Evaluating the Controversy between Free Trade and Protectionism
This chapter argues for economic free trade through the lens of trade theory. While free trade may not be optimal, many consider it to be the most pragmatic policy option for a country. During the 19th and 20th centuries, policymakers asked whether free trade was in everyone's best interest. The modern case for free trade argues that government intervention in trade is impractical. Free trade is not always the best policy choice when the objective is to maximize national welfare. Free trade is pragmatically, rather than technically, optimal because it is attainable and most likely to produce the highest level of economic efficiency.
Introduction
Learning Objective
- Understand the basis for the modern support for free trade among economists.
For
hundreds of years, at least since Adam Smith's publication of The
Wealth of Nations, the majority of economists have been strong
supporters of free trade among nations. Paul Krugman once wrote that if
there were an economist's creed, it would surely contain the
affirmation, "I advocate free trade".
The
original arguments for free trade began to supplant mercantilist views
in the early to mid-eighteenth century. Many of these original ideas
were based on simple exchange or production models that suggested that
free trade would be in everyone's best interests and surely in the
national interest. During the nineteenth and twentieth centuries,
however, a series of objections were raised suggesting that free trade
was not in everyone's interest and perhaps was not even in the national
interest. The most prominent of these arguments included the infant
industry argument, the terms of trade argument, arguments concerning
income redistribution, and more recently, strategic trade policy
arguments. Although each of these arguments might be thought of as
weakening the case for free trade, instead, each argument brought forth a
series of counterarguments that have acted to reassert the position of
free trade as a favored policy despite these objections. The most
important of these counterarguments include the potential for
retaliation, the theory of the second best, the likelihood of incomplete
or imperfect information, and the presence of lobbying in a democratic
system.
What remains today is a modern, sophisticated argument in
support of free trade among nations. It is an argument that recognizes
that there are numerous exceptions to the notion that free trade is in
everyone's best interests. The modern case for free trade does not
contend, however, that these exceptions are invalid or illogical.

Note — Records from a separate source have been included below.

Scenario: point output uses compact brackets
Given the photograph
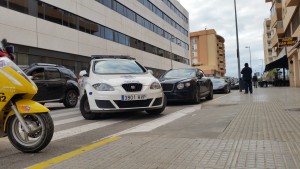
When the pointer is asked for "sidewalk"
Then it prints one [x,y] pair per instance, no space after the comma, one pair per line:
[264,133]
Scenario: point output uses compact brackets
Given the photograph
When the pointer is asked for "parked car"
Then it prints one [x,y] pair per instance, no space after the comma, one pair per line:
[186,84]
[55,83]
[119,83]
[221,85]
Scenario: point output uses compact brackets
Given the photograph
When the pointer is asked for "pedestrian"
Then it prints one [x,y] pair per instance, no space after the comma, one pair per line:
[254,79]
[247,78]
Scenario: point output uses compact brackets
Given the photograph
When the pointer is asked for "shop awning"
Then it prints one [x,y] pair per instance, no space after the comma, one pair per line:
[279,63]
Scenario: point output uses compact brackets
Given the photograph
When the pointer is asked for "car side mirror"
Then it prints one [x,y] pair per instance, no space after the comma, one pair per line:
[150,71]
[83,73]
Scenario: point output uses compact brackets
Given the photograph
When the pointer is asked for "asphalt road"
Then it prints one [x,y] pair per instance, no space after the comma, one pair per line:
[73,132]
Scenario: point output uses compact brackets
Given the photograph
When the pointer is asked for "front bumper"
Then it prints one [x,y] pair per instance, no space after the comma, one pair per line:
[180,95]
[110,101]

Rather, it argues that each exception supporting government intervention
in the form of a trade policy brings with it additional implementation
problems that are likely to make the policy impractical.
Before
presenting the modern argument, however, it is worth deflecting some of
the criticisms that are sometimes leveled against the economic theory of
free trade. For example, the modern argument for free trade is not
based on a simplistic view that everyone benefits from free trade.
Indeed, trade theory, and experience in the real world, teaches us that
free trade, or trade liberalization, is likely to generate losers as
well as winners.
The modern argument for free trade is not based
on unrealistic assumptions that lead to unrealistic conclusions.
Although it is true that many assumptions contained within any given
trade model do not accurately reflect many realistic features of the
world, the modern argument for free trade is not based on the results
from any one model. Instead, the argument is based on a collection of
results from numerous trade models, which are interpreted in reference
to realistic situations. If one considers the collection of all trade
models jointly, it is much more difficult to contend that they miss
realistic features of the world. Trade theory (as a collection of
models) does consider imperfectly competitive markets, dynamic effects
of trade, externalities in production and consumption, imperfect
information, joint production, and many other realistic features.
Although many of these features are absent in any one model, they are
not absent from the joint collection of models, and it is this "extended
model" that establishes the argument for free trade.Ideally, we would
create a supermodel of the world economy that simultaneously
incorporates all realistic features of the world and avoids what are
often called "simplifying assumptions". Unfortunately, this is not a
realistic possibility. As anyone who has studied models of the economy
knows, even models that are very simple in structure can be extremely
difficult to comprehend, much less solve. As a result, we are forced to
"interpret" the results of simple models as we apply them to the complex
real world.
Key Takeaway
- The modern support for free trade by most economists is based on a collection of results from a collection of models that incorporate many realistic features of the world into the analysis.
Exercise
- Jeopardy Questions.
As in the popular television game show, you are given an answer to a
question and you must respond with the question. For example, if the
answer is "a tax on imports," then the correct question is "What is a
tariff?"
- The statement suggested by Paul Krugman as being an element of the economist's creed - if ever there were such a thing.
- This is who will benefit from free trade according to a simplistic view held by some free trade advocates.
- This is what causes unrealistic conclusions in trade theory according to some free trade opponents.
- The conclusions of one model of international trade or many
models of international trade are best used to make trade policy
prescriptions.
- The statement suggested by Paul Krugman as being an element of the economist's creed - if ever there were such a thing.